We did and the next morning there were apples and candy. Oranges weren’t anything special to them as they raised their own on the Bay.

That day Mr. And Mrs. Parrish and their children came over. Jimmy, their son , asked what Santa Claus gave us. I didn’t answer for I still did not know who Santa was.

Then he explained that every Christmas Eve they hung up their stockings to get presents. Again on New Year Eve they would hang up their stockings, “but,” Jimmy explained,” we won’t get much for them Santa’s wife comes and she is very poor.”

When my father came after me, Uncle Henry sent my brother Bud some torpedoes
Those were the first he had ever seen and he had fun fooling the older people.

Old Preacher Stephens came that evening, he was always slow but when the torpedoes exploded under him, he moved fast.

Later he said he thought a gun had fallen and gone off. Those were the first torpedoes anyone around that part of the country had seen.

Excerpt from

As told by Mary Clementine Dearman Motley

Mary is my 1st cousin 4x removed
Thomas Lee Dearman (1833 - 1907)
Father of Mary Clementine
Solomon Dearman (1796 - 1837)
Father of Thomas Lee
Elisha Dearman (1819 - 1882)
Son of Solomon
James Thomas Dearman (1859 - 1934)
Son of Elisha
Lula Catherine Dearman (1885 - 1935)
Daughter of James Thomas
Alta Vay Cook (1906 - 1984)
Daughter of Lula Catherine
Ida Belle Reed (1925 - 2000)
Daughter of Alta Vay
Ruth Elizabeth Hayley
You are the daughter of Ida Belle

In my Christmas card this year I wanted to share a portion of a letter written by :

Mary Clementine Dearman Motley

Mary typed a long letter detailing the family relationships and great stories of the Solomon Dearman Family.

The typed letter has the "old typewriter font" and is very quaint.
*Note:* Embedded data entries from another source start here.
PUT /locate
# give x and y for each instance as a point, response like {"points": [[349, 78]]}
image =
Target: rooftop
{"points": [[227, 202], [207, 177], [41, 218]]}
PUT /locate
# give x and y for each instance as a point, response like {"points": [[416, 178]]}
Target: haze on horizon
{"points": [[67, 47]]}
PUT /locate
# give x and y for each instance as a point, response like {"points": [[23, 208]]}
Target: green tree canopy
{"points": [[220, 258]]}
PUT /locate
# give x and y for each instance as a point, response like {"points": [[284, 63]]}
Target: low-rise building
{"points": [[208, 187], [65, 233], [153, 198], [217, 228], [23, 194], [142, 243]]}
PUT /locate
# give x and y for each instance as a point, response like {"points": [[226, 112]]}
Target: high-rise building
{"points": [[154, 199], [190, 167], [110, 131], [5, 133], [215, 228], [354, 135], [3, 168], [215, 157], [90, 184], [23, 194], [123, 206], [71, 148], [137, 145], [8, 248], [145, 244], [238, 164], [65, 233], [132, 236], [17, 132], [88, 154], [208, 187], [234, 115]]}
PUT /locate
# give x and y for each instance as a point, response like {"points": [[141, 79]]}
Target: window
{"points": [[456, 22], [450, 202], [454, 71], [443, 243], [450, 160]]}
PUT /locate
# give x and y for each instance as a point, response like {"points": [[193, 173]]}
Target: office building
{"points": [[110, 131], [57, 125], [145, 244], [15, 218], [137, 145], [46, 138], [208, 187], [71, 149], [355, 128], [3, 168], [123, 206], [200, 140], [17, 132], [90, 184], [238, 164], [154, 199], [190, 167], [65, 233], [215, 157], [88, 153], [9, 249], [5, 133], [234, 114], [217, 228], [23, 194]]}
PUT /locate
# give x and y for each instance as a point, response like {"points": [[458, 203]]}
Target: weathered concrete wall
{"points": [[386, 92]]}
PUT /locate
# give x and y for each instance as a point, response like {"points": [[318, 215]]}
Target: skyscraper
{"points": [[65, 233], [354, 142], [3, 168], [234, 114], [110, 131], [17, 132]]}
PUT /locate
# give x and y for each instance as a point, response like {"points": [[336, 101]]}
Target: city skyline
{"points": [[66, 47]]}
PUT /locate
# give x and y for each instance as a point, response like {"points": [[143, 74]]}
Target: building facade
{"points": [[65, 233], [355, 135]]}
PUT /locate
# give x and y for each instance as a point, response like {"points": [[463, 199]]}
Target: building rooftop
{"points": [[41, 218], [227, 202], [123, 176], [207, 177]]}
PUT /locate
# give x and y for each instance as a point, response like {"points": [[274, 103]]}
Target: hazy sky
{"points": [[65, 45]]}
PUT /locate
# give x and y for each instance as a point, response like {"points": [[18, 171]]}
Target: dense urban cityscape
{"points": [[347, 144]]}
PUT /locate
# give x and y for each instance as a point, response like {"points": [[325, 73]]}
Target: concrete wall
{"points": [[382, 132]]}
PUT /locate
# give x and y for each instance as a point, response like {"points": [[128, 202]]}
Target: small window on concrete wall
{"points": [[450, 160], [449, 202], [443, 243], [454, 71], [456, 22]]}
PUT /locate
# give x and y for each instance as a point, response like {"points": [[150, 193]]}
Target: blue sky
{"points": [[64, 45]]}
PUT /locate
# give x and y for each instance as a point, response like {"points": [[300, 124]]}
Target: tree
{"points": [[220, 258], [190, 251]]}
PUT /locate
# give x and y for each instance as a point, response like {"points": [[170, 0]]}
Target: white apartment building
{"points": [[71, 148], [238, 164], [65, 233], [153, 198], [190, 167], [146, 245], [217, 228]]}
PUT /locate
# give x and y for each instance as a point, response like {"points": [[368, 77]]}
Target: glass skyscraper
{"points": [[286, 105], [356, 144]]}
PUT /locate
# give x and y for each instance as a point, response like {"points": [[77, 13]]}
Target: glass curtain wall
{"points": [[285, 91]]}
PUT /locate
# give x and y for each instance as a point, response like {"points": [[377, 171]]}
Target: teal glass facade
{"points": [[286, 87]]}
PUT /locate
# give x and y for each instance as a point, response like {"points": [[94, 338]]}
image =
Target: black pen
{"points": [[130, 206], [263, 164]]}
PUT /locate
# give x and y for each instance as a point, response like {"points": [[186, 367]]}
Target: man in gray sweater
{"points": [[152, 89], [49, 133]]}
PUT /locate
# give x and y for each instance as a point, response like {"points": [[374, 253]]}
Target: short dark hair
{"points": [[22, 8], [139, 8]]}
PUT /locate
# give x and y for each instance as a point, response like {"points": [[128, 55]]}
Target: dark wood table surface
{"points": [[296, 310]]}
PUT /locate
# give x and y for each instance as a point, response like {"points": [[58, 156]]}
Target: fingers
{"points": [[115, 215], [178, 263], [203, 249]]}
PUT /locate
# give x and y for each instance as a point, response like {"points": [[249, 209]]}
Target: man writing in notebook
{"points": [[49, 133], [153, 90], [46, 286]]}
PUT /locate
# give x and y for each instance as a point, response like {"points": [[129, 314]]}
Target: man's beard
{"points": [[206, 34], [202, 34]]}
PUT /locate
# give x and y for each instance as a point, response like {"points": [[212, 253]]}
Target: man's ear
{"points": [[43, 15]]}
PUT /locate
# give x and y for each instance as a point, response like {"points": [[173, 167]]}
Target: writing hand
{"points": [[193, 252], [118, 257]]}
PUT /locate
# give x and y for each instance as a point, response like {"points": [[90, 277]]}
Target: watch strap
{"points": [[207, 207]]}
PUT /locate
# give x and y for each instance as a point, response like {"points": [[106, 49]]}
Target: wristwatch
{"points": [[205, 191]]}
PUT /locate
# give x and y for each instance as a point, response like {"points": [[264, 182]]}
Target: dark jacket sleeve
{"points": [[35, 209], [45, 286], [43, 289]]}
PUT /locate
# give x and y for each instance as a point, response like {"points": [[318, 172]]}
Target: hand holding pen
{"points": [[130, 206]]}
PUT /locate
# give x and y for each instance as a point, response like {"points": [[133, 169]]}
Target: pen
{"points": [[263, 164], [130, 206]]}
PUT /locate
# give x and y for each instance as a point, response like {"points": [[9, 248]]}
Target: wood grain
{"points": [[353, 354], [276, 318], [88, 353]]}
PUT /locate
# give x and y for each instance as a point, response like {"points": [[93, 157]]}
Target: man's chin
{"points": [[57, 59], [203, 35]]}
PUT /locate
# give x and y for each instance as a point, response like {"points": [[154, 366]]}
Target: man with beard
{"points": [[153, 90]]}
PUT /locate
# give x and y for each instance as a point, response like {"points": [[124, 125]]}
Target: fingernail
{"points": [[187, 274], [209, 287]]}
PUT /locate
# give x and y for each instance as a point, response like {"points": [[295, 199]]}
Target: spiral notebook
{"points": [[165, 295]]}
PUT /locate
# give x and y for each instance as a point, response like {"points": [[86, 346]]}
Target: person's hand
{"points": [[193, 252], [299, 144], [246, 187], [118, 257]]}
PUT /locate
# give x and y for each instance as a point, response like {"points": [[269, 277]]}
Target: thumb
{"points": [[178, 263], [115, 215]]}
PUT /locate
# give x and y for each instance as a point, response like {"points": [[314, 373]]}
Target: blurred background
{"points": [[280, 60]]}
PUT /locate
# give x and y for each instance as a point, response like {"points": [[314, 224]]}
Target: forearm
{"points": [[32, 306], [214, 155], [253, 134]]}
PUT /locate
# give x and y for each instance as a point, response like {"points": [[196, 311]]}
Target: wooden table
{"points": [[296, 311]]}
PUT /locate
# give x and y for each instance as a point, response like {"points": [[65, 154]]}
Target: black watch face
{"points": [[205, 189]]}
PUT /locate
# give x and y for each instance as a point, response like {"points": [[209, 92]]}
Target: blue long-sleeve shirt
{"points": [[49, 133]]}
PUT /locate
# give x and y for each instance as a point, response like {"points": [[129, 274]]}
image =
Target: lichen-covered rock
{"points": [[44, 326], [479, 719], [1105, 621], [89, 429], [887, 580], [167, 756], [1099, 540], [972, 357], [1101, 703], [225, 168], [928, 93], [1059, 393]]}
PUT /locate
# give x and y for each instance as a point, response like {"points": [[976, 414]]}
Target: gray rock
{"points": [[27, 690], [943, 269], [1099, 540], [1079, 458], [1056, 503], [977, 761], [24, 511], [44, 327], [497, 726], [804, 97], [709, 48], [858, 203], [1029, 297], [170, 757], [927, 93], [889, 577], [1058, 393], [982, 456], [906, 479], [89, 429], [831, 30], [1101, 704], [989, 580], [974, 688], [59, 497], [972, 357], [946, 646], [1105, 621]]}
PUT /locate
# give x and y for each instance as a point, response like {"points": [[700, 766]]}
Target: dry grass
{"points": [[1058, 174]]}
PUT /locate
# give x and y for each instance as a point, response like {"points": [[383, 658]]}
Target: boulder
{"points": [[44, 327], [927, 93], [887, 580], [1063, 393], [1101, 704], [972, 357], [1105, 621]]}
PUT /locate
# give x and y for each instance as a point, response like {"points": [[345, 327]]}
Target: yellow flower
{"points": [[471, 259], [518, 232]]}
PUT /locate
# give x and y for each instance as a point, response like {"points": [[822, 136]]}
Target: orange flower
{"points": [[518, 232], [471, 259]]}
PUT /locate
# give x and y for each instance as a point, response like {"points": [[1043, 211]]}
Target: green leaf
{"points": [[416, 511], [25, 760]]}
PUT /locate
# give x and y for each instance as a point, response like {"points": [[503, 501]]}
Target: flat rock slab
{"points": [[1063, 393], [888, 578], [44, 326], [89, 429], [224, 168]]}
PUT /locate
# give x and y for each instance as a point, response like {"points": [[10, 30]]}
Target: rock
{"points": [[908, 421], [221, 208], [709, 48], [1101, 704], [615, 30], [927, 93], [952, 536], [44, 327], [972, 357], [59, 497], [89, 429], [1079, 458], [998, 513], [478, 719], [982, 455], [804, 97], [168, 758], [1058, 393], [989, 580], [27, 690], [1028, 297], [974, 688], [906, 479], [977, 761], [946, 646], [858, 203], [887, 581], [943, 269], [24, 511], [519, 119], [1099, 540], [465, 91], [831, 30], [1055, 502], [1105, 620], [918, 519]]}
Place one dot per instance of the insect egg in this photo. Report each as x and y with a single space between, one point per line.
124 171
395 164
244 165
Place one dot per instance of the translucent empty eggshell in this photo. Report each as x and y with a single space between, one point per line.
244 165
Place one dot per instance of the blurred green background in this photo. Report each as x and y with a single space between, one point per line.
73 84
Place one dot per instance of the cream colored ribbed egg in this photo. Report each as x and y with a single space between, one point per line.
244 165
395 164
I retyped this portion of the letter for your enjoyment.

These people are related to us directly. Grandma Altie's mother's maiden name is Dearman, Lula Catherine Dearman Cook. Our direct lineage Grandfather Solomon Dearman owned several large portions of land in Alabama. I have city maps of the town Cuba, Sumter County, Alabama that illustrates his vast holdings.

Reading this over, I get the impression Mary's younger siblings stayed home and Mary was separated from her family at Christmas time.